Flying taxis may sound like a futuristic fantasy, but one company called Beta Technologies is attempting to show the public — and, more importantly, federal regulators — that they are actually going to become a viable reality.
In the latest step forward for the Vermont-based company, Beta has opened a new 200,000-square-foot plant at Vermont's Burlington International Airport. The space is intended to be able to manufacture 300 electric helicopters, known more specifically as electric vertical takeoff and landing (eVTOL) aircrafts, per year.
Beta, along with competitors like Joby Aviation and Archer Aviation, must obtain approval for commercial passenger operations. According to a recent timeline laid out by the Federal Aviation Administration, these companies could begin serving customers by 2028.
In the meantime, all three companies are attempting to make money via contracting with the U.S. military, which does not carry the same burden of regulatory approval. Beta has also received orders from UPS and from Blade Urban Air Mobility, a short-hop company that flies customers from Manhattan to the Hamptons.
The other two competitors have gotten investments from Delta and United, signaling that regulatory approval may be something of a foregone conclusion.
While the initial upfront cost of these eVTOLs will likely make their services available only to the uber-wealthy, the companies envision a range of future services that their products will provide — notably, easier trips from metropolitan areas to airports.

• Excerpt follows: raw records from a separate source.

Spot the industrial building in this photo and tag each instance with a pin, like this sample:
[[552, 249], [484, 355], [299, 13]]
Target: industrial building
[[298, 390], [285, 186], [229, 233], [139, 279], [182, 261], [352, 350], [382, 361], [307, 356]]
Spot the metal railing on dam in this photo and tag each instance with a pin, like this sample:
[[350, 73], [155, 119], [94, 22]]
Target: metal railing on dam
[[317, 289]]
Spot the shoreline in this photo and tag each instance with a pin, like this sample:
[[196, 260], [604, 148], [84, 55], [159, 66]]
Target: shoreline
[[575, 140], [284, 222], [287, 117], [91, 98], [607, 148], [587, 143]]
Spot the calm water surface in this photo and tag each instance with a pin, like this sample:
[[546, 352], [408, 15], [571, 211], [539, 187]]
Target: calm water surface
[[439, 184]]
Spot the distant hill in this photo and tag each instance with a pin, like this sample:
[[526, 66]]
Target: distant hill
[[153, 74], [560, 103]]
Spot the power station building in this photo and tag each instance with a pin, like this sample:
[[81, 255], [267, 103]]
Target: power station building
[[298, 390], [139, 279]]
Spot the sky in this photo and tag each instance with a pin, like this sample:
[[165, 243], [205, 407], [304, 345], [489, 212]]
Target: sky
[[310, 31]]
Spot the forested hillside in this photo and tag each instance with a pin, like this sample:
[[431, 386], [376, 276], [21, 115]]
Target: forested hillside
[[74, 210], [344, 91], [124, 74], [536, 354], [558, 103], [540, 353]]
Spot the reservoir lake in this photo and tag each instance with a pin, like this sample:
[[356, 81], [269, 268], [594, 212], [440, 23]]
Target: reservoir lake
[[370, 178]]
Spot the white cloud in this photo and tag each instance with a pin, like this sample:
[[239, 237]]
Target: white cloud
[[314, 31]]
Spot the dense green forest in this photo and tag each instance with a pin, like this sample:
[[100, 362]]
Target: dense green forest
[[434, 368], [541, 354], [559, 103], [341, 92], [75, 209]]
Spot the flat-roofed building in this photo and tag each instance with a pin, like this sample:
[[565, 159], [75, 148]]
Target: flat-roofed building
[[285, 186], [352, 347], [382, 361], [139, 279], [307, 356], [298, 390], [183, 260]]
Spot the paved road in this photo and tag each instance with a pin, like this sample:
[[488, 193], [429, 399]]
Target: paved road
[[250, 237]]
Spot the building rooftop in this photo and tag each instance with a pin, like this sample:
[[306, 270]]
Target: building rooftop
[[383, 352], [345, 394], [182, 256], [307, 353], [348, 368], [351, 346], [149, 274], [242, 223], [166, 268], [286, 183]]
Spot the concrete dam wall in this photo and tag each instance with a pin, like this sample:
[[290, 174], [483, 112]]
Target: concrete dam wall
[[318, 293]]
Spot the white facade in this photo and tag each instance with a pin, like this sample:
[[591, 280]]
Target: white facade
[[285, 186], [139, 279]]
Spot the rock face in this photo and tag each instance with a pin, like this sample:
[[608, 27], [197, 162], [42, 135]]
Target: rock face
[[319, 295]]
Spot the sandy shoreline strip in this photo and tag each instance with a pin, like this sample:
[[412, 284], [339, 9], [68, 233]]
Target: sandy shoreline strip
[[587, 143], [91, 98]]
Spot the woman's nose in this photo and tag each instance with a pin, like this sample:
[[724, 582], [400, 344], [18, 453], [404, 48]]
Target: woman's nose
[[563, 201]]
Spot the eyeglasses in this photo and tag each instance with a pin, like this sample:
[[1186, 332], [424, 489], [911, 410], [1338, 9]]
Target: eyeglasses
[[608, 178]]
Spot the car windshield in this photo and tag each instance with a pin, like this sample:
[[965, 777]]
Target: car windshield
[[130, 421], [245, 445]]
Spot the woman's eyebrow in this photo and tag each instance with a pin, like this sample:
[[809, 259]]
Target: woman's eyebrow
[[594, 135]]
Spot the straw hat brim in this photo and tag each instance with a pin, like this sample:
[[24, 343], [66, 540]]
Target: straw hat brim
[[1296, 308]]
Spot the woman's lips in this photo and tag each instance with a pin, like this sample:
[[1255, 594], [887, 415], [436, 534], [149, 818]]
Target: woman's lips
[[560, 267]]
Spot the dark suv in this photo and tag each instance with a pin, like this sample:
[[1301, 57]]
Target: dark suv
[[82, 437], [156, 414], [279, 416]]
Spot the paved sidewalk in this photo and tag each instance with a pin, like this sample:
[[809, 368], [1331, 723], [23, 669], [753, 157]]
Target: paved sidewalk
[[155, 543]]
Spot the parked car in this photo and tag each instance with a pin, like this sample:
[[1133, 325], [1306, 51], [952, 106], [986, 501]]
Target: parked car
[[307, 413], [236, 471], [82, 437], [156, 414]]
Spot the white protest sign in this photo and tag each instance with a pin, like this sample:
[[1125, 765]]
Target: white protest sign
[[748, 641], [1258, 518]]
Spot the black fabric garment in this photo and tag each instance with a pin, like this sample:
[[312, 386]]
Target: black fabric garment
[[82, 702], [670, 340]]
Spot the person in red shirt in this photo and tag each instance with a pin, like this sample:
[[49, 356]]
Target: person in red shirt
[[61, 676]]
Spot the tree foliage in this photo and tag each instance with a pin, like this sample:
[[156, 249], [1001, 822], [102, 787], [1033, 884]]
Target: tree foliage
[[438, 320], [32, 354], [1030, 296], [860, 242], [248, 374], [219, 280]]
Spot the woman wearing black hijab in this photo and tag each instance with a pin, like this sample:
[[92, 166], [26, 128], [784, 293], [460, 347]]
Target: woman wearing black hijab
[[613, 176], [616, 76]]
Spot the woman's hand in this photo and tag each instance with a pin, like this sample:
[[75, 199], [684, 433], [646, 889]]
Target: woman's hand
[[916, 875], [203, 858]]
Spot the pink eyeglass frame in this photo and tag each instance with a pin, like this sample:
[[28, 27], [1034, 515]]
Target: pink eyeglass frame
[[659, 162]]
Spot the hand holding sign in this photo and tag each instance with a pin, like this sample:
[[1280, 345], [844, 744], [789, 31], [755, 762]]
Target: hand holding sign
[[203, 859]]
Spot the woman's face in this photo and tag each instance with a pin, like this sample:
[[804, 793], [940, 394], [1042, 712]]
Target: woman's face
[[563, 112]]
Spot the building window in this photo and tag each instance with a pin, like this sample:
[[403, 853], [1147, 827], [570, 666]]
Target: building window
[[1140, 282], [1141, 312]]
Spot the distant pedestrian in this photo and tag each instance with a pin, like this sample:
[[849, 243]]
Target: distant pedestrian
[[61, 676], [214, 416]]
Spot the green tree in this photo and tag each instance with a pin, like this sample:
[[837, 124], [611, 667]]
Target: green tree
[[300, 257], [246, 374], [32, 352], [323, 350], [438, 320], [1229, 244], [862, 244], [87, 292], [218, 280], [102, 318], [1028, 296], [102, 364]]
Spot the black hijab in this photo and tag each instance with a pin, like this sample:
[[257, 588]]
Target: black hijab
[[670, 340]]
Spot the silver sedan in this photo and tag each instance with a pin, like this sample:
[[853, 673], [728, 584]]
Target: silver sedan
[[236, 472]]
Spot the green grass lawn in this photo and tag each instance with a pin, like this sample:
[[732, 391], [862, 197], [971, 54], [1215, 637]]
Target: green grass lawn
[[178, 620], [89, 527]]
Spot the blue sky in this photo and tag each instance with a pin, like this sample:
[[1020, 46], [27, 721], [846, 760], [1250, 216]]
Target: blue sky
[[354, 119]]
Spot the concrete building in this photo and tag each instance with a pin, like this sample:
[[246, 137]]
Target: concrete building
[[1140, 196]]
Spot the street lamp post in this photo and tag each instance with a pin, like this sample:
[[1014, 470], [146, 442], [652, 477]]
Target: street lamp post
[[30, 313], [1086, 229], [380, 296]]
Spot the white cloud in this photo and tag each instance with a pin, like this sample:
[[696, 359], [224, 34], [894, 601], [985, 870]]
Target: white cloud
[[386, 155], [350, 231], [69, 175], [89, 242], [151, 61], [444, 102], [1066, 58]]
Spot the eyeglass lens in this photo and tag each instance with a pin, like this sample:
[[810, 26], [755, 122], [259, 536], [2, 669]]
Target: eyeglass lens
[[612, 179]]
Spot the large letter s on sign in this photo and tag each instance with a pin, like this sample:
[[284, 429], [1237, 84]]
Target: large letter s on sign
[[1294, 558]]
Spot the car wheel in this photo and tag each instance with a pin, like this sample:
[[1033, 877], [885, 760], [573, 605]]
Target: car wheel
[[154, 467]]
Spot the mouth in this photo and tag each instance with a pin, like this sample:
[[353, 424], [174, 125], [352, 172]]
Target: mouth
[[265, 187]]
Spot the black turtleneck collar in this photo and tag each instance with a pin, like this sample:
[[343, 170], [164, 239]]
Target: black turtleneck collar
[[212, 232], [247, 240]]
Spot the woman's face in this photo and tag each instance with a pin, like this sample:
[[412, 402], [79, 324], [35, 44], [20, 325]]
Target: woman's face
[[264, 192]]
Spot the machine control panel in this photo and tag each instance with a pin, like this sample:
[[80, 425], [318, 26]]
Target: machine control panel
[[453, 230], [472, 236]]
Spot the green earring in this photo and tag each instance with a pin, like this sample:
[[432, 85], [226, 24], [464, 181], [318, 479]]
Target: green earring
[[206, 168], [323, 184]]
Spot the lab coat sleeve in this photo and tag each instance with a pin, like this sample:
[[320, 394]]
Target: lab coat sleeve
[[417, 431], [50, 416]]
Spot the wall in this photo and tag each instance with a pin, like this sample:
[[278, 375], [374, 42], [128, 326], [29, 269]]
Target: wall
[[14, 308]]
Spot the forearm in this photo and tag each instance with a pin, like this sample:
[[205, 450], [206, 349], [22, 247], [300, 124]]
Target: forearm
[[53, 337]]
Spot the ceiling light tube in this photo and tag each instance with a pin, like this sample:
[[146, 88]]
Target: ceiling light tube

And most importantly, since the flying taxis run on electricity, they produce no planet-overheating pollution while in operation, making them significantly less harmful to the planet than all currently approved forms of air travel — especially gas-powered helicopters, which likely cause more environmental damage per passenger than any form of transportation ever invented.
According to The New York Times, the Airbus AS350, one popular type of passenger helicopter, produces 950 pounds of CO2 per hour. A standard gas-powered passenger car, for comparison, produces 22 pounds per hour.
"People want electric aviation so bad that they're willing to invest what I would consider R&D dollars at an operational level to deploy an experiment with these things," Axios quoted Kyle Clark, the CEO of Beta Technologies, saying.